Prime Minister Benjamin Netanyahu is demanding that the United Nations retract a report that accused Israel of war crimes during the Gaza conflict two years ago.
Netanyahu told his Cabinet that he is launching an international campaign to clear Israel's name.
He was responding to an article in the Washington Post by the report's author, Richard Goldstone, who backtracked on his key accusation that Israel deliberately targeted Palestinian civilians. Goldstone said if he knew then what he knows now, the report would have looked much different. But he said his U.N. team lacked information because Israel refused to cooperate with the investigation.

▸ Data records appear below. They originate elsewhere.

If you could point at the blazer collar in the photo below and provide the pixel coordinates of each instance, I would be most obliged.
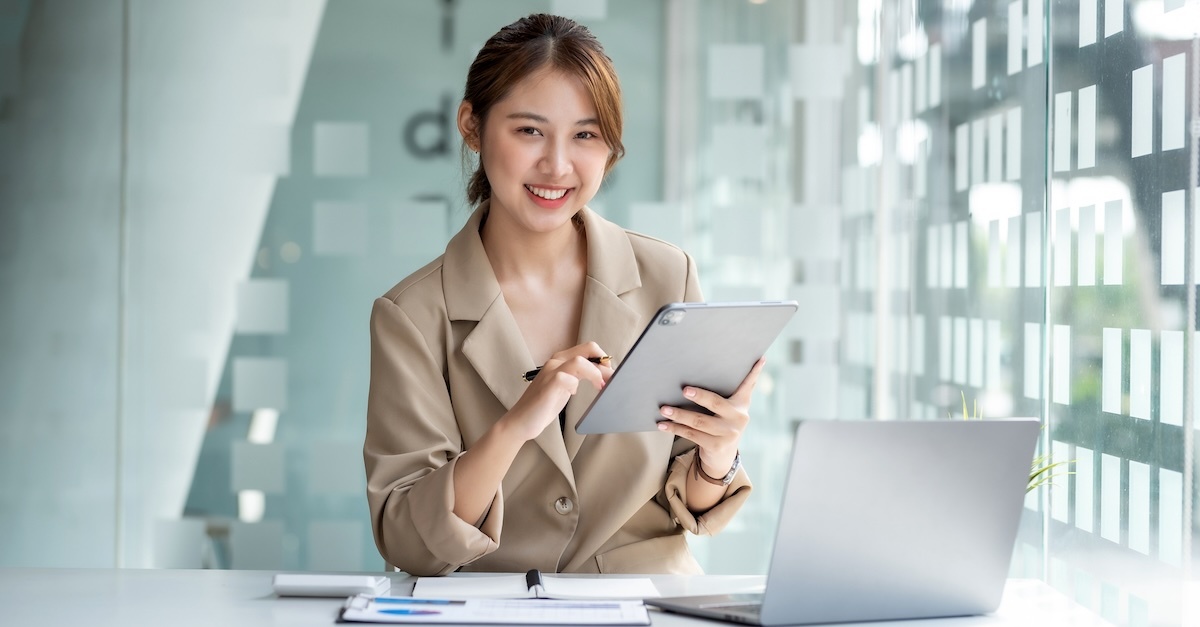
(496, 347)
(471, 284)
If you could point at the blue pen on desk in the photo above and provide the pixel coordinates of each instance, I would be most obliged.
(402, 611)
(411, 601)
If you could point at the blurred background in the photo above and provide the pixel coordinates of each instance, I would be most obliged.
(988, 203)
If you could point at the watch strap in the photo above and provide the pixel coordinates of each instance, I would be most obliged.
(724, 481)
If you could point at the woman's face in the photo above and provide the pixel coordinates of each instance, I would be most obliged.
(543, 151)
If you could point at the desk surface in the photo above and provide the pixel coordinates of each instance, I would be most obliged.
(234, 598)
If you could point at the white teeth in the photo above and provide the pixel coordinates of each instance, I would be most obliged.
(550, 195)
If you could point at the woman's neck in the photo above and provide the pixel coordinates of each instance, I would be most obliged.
(519, 255)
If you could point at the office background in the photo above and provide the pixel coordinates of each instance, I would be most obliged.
(989, 201)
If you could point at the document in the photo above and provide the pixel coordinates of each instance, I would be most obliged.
(364, 608)
(533, 585)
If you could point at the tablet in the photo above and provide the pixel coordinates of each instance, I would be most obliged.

The Goldstone Report sparked outrage in Israel, which said that its three-week assault on Gaza was legitimate self-defense against years of Palestinian rocket attacks. Netanyahu described the report as a "smear campaign."
The Israeli prime minister said it is rare for those who disseminate libel to retract it, but that is what happened with the Goldstone Report. Therefore, he said, a committee of top officials would work to repeal the report and minimize "the great damage" it has done to the state of Israel.
The U.N. report also accuses the Palestinian militant group Hamas that rules Gaza of war crimes for deliberately targeting Israeli civilians. And Goldstone did not retract that charge in his newspaper article.
Hamas described Goldstone's about-face as reprehensible. Fawzi Barhoum, a spokesman for the organization, said Goldstone caved into threats and pressure from Israel, the United States and Jewish lobby groups around the world. Hamas said the killing of 1,400 Palestinians during the Gaza War is proof of Israeli war crimes.
Some 1,400 Palestinians and 13 Israelis were killed in a 22-day war that ended in January, 2009.